Deja Vu

I’m here blogging live again from San Francisco International Airport. My plane isn’t here and I’m supposed to be in the air right now, but a lady has told me we will still make it to NYC on time. She is OBVIOUSLY A LIAR. That is what SFO is filled with: lies and tears. There’s also a Starbucks. There’s also a couple seriously necking in the corner. Pretty gross. Like dudes. Come on. I think he’s going to swallow her face, I’m a little worried.

In other news, I ate a burrito yesterday. I remember it like it was yesterday.

The wedding was great and now there’s one more to go and then I AM NEVER GOING TO ONE EVER AGAIN. Ok fine. I’m lying. But that’s what happens when you are at San Francisco International Airport. Lies. So many lies. I can’t take it anymore.

I am really looking forward to sitting on a plane riding in the bitch seat.

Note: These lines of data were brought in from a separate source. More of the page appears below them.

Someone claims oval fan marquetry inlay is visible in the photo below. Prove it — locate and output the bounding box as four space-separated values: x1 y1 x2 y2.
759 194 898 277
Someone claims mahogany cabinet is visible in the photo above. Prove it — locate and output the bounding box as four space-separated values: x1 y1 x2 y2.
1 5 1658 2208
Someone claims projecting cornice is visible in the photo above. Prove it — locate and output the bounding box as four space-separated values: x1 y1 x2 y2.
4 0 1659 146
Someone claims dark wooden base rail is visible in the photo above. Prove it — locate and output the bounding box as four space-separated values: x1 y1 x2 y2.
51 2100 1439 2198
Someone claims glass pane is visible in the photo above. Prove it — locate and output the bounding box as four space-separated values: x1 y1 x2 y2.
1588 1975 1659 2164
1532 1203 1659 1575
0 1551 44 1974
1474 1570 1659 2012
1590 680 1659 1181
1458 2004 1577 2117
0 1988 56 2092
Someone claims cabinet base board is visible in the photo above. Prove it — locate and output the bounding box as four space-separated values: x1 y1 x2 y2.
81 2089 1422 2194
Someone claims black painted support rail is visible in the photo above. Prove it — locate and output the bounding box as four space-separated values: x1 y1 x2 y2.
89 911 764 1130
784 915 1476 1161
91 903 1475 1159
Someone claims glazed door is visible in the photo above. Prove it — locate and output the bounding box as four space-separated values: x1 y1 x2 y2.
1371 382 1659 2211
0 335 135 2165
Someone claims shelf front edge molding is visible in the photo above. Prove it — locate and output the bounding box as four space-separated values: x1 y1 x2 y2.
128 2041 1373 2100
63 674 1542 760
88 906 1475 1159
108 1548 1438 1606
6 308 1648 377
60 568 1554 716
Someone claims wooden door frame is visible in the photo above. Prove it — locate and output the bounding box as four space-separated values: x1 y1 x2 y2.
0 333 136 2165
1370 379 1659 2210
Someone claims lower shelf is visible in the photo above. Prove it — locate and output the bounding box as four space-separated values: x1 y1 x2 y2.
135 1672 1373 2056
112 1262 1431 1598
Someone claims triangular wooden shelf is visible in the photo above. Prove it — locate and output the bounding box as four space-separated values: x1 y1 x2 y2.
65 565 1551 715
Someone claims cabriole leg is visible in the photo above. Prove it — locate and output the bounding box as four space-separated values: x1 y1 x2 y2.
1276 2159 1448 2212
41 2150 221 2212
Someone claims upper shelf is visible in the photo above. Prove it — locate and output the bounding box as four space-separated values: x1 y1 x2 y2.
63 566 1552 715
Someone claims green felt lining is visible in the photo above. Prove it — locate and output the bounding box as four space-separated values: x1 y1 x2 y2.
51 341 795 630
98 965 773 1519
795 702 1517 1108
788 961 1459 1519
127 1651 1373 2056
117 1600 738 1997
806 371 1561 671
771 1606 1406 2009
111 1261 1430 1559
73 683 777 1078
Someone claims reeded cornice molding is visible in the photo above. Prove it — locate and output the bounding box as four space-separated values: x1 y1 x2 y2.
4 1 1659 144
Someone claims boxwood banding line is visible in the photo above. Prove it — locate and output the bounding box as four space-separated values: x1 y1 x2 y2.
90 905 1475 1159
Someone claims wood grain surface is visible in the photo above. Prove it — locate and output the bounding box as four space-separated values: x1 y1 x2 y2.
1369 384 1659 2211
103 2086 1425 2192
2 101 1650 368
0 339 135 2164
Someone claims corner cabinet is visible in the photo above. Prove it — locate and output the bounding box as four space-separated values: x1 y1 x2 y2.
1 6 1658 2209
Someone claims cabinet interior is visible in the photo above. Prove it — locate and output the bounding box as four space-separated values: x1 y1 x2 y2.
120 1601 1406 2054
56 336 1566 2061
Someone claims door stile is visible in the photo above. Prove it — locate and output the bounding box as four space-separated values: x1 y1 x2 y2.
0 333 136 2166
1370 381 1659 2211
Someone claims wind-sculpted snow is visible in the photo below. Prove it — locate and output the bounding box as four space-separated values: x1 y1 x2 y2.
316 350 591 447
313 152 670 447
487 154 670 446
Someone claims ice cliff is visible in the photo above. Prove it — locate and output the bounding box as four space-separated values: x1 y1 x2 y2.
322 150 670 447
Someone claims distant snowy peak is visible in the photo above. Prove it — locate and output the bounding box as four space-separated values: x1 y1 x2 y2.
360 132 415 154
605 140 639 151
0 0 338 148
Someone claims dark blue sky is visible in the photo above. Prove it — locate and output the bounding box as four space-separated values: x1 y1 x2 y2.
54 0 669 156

For six hours.

Hint: that was another LIE!! I’m out of control!!! Oh dear god no!!!

2 Responses to “Deja Vu”

  1. jon:

    “That is what SFO is filled with: lies and tears.”

    WTF? Not Ghirardelli Chocolate and Boudin Sourdough Bread?

  2. lilgerman:

    Constant striving for improvement;it’s the way you are; it’s the way you were made.

    Take this afternoon, for example: Randall, the Twin Pines Trailer Ranch manager, comes by unexpectedly just as you’re arriving home with supplies from the Piggly Wiggly. “What’s with all the noise coming from Linda’s trailer? he asks pointedly. “They can hear that racket from way over there in Trailer Number 4. What in the world are you doing in there all day and night?”

    Of course, you have no intention of telling him that you’ve spent the last 3 days dismembering your girlfriend, Linda and forcing her piecewise down the Insinkerator. That would be giving away too much. “Linda’s dog has the mumps. It makes him howl real bad”, you explain, still cradling a grocery bag in each arm.

    Later, in the back of the patrol car, you learn that you’d made a grievous error with your explanation. Turns out that the Twin Pines Trailer Ranch Lease Agreement specifically prohibits the keeping of dogs anywhere within the limits of the park. Naturally, Linda had signed the lease long before you drifted into town and the Manager had insisted on inspecting the trailer, immediately, just like it says he can in the lease.

    It’s a bummer and you’re mad, sure, but you quickly forgive yourself. How could you have known? Yet, being the type that learns from his mistakes, as soon as you can get your hands free, you’ll insert a “Review Miscellaneous Contracts” line in your checklist.

    “Better ev’ry day in ev’ry way”, is your motto!